Plusieurs choses frappent au premier coup d’oeil. Le Vin de Pays du Mont Baudille d’abord, qui me rappelle un autre carignanophile du nom de Fadat. L’étiquette «MA» qui, même si le graphisme n’a aucune similitude, évoque le Mas Amiel. Et pourtant, tout est bien différent dans la présentation de cette bouteille: l’étiquette d’un rose satiné, la forme bourguignonne du flacon, le petit mot doux que laisse Amélie sur la contre étiquette et qu’il faut prendre le temps de lire… Une histoire simple, comme je les aime, à mille lieues de ces revendications «nature» lancées à tort et à travers, un vin qui se présente tel qu’il est, «Vieux Carignan», point.
Je ne connais pas Amélie, 31 ans, qui travaille dans le monde du vin, côté marketing, mais j’aimerais bien la rencontrer. Qui sait? Peut-être lors d’une prochaine virée à la Terrasse du Mimosa, à Montpeyroux ? C’est là que l’on m’a confié cette bouteille que je goûte aujourd’hui.
«Amile» et non Amélie, telle fut la destinée de cette enfant qui vint au monde alors que son Papi Paul espérait un garçon. Ce dernier fut comblé un an plus tard, lorsque naquit Sébastien.
Aujourd’hui, Amélie est revenue dans les vignes du village d’à côté, à Lagamas. À cause d’un coup de foudre pour un vieux carignan qu’elle a sauvé avec l’aide de son frère, lequel travaille de son côté chez Alain Chabanon, un vigneron de fort belle réputation installé à Lagamas. Depuis deux millésimes, Sébastien et Amélie vinifient dans le garage de Papi Paul, un complice de toujours qui ne néglige aucun conseil. Tel un vieil olivier robuste sur lequel on s’appuie volontiers.

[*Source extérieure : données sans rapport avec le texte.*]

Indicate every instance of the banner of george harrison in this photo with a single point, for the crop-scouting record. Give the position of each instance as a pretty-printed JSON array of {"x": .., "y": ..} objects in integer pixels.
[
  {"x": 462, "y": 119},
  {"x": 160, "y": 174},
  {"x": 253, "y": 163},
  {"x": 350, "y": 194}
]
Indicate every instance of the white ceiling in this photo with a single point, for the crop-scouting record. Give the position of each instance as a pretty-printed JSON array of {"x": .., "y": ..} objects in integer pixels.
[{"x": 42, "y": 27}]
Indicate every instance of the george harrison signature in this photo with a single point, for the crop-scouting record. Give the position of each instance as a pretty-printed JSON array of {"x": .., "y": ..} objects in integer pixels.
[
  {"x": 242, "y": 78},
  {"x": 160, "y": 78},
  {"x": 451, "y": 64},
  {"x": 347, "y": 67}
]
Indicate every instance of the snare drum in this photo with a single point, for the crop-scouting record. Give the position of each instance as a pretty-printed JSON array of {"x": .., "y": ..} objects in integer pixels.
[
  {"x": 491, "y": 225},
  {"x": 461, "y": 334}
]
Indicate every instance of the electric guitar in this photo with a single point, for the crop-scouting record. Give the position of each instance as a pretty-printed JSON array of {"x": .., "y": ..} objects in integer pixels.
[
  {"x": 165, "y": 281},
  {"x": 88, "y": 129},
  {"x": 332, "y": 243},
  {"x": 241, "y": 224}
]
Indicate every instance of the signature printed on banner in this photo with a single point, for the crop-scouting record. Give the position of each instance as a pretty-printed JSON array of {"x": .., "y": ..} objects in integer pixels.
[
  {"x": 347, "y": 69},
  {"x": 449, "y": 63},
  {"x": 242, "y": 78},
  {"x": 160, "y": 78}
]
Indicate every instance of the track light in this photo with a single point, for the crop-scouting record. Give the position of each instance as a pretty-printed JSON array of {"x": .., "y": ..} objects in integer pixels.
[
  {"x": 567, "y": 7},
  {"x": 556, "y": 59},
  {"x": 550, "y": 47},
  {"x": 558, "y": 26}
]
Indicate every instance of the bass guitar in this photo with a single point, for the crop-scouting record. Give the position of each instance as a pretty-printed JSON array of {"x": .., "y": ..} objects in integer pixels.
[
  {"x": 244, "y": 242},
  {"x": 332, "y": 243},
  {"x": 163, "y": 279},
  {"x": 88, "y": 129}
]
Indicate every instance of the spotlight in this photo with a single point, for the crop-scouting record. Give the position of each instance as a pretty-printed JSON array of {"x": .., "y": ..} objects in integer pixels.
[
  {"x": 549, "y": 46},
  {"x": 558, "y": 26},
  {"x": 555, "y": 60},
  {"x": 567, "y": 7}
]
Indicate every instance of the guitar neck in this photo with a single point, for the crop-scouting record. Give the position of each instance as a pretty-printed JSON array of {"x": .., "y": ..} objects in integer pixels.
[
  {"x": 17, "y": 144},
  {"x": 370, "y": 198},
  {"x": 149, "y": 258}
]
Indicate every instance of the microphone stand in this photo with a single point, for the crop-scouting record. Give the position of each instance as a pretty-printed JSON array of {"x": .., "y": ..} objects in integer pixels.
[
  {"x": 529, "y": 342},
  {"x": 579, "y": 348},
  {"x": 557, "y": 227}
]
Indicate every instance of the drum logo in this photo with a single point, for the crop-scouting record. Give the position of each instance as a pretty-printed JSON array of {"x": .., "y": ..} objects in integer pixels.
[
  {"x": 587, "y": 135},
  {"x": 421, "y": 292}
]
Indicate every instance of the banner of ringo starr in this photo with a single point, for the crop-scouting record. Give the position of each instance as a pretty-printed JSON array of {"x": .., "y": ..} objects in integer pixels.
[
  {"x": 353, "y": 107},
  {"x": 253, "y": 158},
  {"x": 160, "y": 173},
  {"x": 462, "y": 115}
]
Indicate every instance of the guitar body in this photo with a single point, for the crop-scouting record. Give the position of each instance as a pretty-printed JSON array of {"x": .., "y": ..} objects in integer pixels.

De cette parcelle de moins d’un hectare, de cette complicité, il résulte un vin à la robe bien soutenue et au nez bien en place sur des notes boisées et crayeuses avec des touches de maquis et de petits fruits rouges. C’est chaud en bouche, rond, soyeux, puissant, mais sans excès, avec une finale bien cadrée sur le fruit. Bref, ça se laisse boire « avé » plaisir comme on dit ici. Entre 7 et 9 € chez tous les cavistes du coin ou auprès d’Amélie : masdamile@orange.fr.
Pour info, le vin a été vinifié traditionnellement et élevé un an et pour 60% en barriques d’occasion. Un rosé est en gestation, avec l’apport de vignes supplémentaires.